Mais la notion de compétence comporte un ensemble d’autres implications. Ce sont celles-ci que nous voudrions évoquer dans le présent texte.
Nous commencerons par quelques indications générales sur la notion de compétence. Nous montrerons ensuite comment on peut classer les compétences que l’on rencontre dans le Socle Commun, en différentes catégories.
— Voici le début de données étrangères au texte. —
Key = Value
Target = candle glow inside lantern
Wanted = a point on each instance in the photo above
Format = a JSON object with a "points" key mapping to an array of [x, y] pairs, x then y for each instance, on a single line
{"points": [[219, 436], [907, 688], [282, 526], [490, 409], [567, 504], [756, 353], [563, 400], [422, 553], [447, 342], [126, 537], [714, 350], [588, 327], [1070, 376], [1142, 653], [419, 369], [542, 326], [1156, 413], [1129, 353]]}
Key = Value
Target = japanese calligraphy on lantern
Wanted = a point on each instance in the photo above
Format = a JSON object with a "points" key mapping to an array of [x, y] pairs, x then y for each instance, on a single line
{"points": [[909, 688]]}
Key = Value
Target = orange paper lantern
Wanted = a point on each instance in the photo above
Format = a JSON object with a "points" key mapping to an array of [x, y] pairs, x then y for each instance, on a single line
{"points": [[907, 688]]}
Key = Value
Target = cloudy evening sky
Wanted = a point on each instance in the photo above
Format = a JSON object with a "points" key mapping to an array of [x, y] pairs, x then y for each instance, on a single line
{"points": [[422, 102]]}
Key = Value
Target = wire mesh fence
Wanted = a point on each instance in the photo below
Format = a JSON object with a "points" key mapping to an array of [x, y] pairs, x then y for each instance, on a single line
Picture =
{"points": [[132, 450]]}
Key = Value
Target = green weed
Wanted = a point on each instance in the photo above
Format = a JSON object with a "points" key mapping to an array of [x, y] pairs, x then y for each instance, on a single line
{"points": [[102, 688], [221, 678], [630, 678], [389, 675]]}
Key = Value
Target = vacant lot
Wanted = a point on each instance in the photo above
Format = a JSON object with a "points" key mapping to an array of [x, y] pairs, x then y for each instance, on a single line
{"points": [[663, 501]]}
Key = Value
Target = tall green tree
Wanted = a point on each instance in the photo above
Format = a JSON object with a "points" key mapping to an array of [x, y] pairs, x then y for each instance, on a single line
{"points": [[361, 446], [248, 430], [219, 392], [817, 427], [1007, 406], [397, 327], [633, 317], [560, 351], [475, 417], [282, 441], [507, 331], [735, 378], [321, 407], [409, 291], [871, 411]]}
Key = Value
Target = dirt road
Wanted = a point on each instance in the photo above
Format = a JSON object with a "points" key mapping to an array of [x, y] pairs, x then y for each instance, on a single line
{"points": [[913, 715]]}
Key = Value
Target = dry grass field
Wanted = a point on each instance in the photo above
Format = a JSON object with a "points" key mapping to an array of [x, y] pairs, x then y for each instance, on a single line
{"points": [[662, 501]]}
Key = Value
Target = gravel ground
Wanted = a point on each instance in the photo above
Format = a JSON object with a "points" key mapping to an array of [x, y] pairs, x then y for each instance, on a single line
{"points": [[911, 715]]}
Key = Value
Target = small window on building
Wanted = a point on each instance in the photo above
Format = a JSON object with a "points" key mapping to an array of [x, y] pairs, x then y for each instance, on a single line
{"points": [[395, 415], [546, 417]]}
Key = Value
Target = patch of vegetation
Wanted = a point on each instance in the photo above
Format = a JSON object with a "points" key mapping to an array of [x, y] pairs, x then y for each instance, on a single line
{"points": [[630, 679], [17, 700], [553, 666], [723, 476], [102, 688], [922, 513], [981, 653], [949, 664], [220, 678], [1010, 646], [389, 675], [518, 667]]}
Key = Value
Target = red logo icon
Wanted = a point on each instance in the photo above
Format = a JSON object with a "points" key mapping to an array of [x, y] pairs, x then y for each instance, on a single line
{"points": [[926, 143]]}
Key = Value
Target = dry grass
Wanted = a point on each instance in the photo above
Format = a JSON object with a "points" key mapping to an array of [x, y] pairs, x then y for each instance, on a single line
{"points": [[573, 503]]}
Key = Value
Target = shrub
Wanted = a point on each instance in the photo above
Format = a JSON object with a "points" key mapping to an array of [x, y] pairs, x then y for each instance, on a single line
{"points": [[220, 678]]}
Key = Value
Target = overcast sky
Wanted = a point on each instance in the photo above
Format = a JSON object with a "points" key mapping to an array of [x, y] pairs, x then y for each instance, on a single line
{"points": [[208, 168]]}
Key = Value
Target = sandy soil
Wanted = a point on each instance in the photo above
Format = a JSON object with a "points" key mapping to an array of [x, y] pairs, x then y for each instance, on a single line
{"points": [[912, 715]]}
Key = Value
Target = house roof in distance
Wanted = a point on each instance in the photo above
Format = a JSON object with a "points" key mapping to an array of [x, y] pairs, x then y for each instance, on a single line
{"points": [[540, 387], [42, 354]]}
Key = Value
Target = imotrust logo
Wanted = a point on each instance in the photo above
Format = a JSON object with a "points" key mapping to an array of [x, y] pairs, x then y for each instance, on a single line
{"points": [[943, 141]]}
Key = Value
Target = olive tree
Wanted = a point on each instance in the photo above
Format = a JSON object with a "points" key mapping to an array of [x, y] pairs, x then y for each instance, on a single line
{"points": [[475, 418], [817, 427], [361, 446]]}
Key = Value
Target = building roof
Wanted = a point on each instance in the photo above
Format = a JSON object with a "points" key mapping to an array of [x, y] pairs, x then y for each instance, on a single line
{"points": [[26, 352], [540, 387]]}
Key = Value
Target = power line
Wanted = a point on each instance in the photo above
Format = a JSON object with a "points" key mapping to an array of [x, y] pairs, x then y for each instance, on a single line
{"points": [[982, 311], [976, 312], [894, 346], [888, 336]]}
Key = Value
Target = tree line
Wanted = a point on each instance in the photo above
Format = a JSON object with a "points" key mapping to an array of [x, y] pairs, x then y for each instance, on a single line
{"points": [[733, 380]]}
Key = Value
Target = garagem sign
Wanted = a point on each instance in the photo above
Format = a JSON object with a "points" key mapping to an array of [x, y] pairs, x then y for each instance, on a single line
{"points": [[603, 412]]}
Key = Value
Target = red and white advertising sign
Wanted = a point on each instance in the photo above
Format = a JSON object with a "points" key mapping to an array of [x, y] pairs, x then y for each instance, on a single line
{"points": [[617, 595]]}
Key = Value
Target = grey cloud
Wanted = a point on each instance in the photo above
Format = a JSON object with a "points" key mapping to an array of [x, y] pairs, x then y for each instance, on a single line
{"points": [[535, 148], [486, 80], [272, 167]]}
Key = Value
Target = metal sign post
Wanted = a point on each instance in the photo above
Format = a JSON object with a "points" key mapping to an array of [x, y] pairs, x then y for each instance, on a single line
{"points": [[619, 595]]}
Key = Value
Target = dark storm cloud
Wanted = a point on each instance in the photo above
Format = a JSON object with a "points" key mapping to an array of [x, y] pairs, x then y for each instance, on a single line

Puis nous aborderons la question de savoir comment faire acquérir des compétences par les élèves ce qui nous amènera à quelques hypothèses sur les causes des difficultés des élèves.
Qu’est-ce qu’une compétence ?
On peut dire, en première approximation, qu’une compétence est ce qui chez un individu lui permet d’accomplir un type de tâches : par exemple, savoir changer les garnitures de frein d’une automobile, savoir effectuer une multiplication, savoir s’occuper d’un nourrisson, savoir tenir la comptabilité d’une petite entreprise, savoir écrire un texte argumentatif, savoir résoudre un problème de géométrie, etc.
Ce qui apparaît sur ces quelques exemples, c’est qu’il peut y avoir aussi bien des compétences qu’on apprend à l’école et des compétences qu’on acquiert ailleurs et que, parmi celles qu’on apprend à l’école, certaines trouvent leur utilité surtout au sein des savoirs scolaires et d’autres sont utilisables hors de l’école.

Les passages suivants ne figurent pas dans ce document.